A partir du moment où l’être humain a commencé à travailler, c’est-à-dire à interagir de manière technique avec la nature, son esprit s’est agrandi, c’est-à-dire que ses raisonnements ont été toujours plus nombreux, parallèlement à la transformation matérielle de la réalité.

La nature de ces raisonnements n’acquière une dimension authentiquement matérialiste qu’avec l’émergence de la bourgeoisie ; le caractère dialectique de ce matérialisme apparaît avec la classe ouvrière.

Pour cette raison, les reflets de cette transformation dans l’esprit ont pu prendre, avec le matérialisme et le matérialisme dialectique, une nature troublée, brumeuse, déformée.

La religion dans sa forme polythéiste est un de ces types de reflet, tout comme l’art qui l’accompagne qui est caractérisé par une dimension magique, troublante, liée aux rites.

Cette étape était inévitable : le reflet de la réalité incomprise prenait nécessairement un aspect d’incompréhension, d’inquiétude face à la nature toute-puissante.

La seconde étape est marquée par une tentative de maîtriser, à défaut de la réalité, au moins la société.

Pour cette raison et en même temps en raison de l’arriération des modes de production à ce stade de l’humanité, l’art s’est vu considéré comme le vecteur de messages religieux idéalisés ou psychologiques.
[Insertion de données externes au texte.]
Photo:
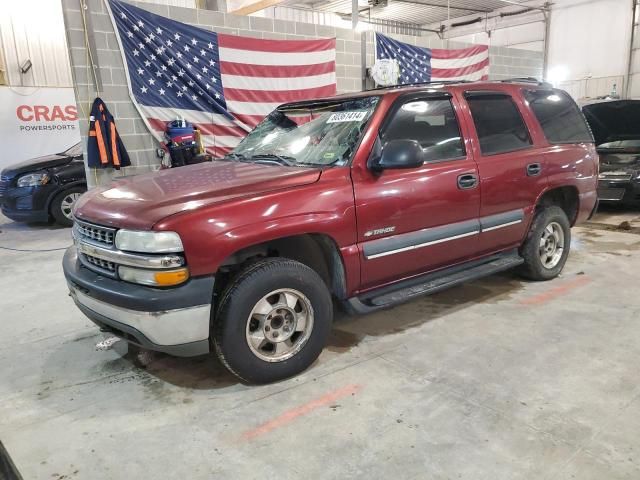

Platon attribuait ainsi à l’art le statut de reflet imparfait de « l’idéal », tandis que chez Aristote l’art était un moyen d’améliorer la psychologie des individus.

Le christianisme prolonge cette démarche, où l’art se voit – avec les étapes romane et gothique – défini comme le témoignage de ce qu’il y a de meilleur, comme méthode de transmission des valeurs supérieures moralement.

Par la suite, l’art s’est vu attribué une nature se voulant résolument plus intimiste.

Avec la bourgeoisie apparaît l’émergence de l’individu, c’est la « vie intérieure » qu’est censé reflété l’art, avec également l’aspect important consistant à exposer de manière unilatérale le raffinement des couches supérieures de la société.

Cependant, le cadre social général était maintenu et l’art gardait sa dimension liée à la religion ; pour cette raison, des philosophes comme Kant et Hegel ont tenté, inévitablement sans succès, de conceptualiser la contradiction évidente entre un goût individuel et une esthétique universelle.

Avec le développement impérialiste du capitalisme, le relativisme, le nihilisme et le pessimisme ont donné naissance à l’art contemporain, dans un processus qui commence avec l’impressionnisme, en passant notamment par le cubisme et le surréalisme.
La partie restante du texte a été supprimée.